THE MACHINE-READABLE TEXT: MARKUP AND USE
The sections of the Workshop that dealt with machine-readable text tended to be more concerned with access and use than with preservation, at least in the narrow technical sense. Michael SPERBERG-McQUEEN made a forceful presentation on the Text Encoding Initiative's (TEI) implementation of the Standard Generalized Markup Language (SGML). His ideas were echoed by Susan HOCKEY, Elli MYLONAS, and Stuart WEIBEL. While the presentations made by the TEI advocates contained no practicum, their discussion focused on the value of the finished product, what the European Community calls reusability, but what may also be termed durability. They argued that marking up—that is, coding—a text in a well-conceived way will permit it to be moved from one computer environment to another, as well as to be used by various users. Two kinds of markup were distinguished: 1) procedural markup, which describes the features of a text (e.g., dots on a page), and 2) descriptive markup, which describes the structure or elements of a document (e.g., chapters, paragraphs, and front matter).
The TEI proponents emphasized the importance of texts to scholarship. They explained how heavily coded (and thus analyzed and annotated) texts can underlie research, play a role in scholarly communication, and facilitate classroom teaching. SPERBERG-McQUEEN reminded listeners that a written or printed item (e.g., a particular edition of a book) is merely a representation of the abstraction we call a text. To concern ourselves with faithfully reproducing a printed instance of the text, SPERBERG-McQUEEN argued, is to concern ourselves with the representation of a representation ("images as simulacra for the text"). The TEI proponents' interest in images tends to focus on corollary materials for use in teaching, for example, photographs of the Acropolis to accompany a Greek text.
By the end of the Workshop, SPERBERG-McQUEEN confessed to having been converted to a limited extent to the view that electronic images constitute a promising alternative to microfilming; indeed, an alternative probably superior to microfilming. But he was not convinced that electronic images constitute a serious attempt to represent text in electronic form. HOCKEY and MYLONAS also conceded that their experience at the Pierce Symposium the previous week at Georgetown University and the present conference at the Library of Congress had compelled them to reevaluate their perspective on the usefulness of text as images.

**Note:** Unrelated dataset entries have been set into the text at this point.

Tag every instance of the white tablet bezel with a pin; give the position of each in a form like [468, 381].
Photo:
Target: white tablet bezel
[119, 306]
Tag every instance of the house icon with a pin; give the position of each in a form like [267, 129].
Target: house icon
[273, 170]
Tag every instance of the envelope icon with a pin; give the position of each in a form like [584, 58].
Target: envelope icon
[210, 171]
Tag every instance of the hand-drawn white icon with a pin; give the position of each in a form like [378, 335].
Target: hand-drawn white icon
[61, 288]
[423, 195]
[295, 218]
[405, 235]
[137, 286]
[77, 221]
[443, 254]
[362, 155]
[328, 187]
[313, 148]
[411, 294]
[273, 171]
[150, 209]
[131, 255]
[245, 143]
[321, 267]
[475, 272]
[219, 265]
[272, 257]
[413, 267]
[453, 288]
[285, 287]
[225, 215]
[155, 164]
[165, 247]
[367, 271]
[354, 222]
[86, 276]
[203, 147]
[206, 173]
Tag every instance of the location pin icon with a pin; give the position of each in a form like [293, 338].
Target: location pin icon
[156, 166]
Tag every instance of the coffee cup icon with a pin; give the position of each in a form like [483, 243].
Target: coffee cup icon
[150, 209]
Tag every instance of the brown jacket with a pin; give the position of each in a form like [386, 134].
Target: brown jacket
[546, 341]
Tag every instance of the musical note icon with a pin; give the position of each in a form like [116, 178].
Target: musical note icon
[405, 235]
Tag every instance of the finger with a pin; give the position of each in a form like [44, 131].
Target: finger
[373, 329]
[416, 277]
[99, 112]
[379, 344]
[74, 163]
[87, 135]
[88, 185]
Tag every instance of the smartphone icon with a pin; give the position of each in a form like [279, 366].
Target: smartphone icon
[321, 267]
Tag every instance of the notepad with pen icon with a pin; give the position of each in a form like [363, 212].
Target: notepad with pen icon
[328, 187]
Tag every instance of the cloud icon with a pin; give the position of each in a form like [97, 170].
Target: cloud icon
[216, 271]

Attendees could see that the text and image advocates were in constructive tension, so to say.
Three nonTEI presentations described approaches to preparing machine-readable text that are less rigorous and thus less expensive. In the case of the Papers of George Washington, Dorothy TWOHIG explained that the digital version will provide a not-quite-perfect rendering of the transcribed text—some 135,000 documents, available for research during the decades while the perfect or print version is completed. Members of the American Memory team and the staff of NAL's Text Digitization Program (see below) also outlined a middle ground concerning searchable texts. In the case of American Memory, contractors produce texts with about 99-percent accuracy that serve as "browse" or "reference" versions of written or printed originals. End users who need faithful copies or perfect renditions must refer to accompanying sets of digital facsimile images or consult copies of the originals in a nearby library or archive. American Memory staff argued that the high cost of producing 100-percent accurate copies would prevent LC from offering access to large parts of its collections.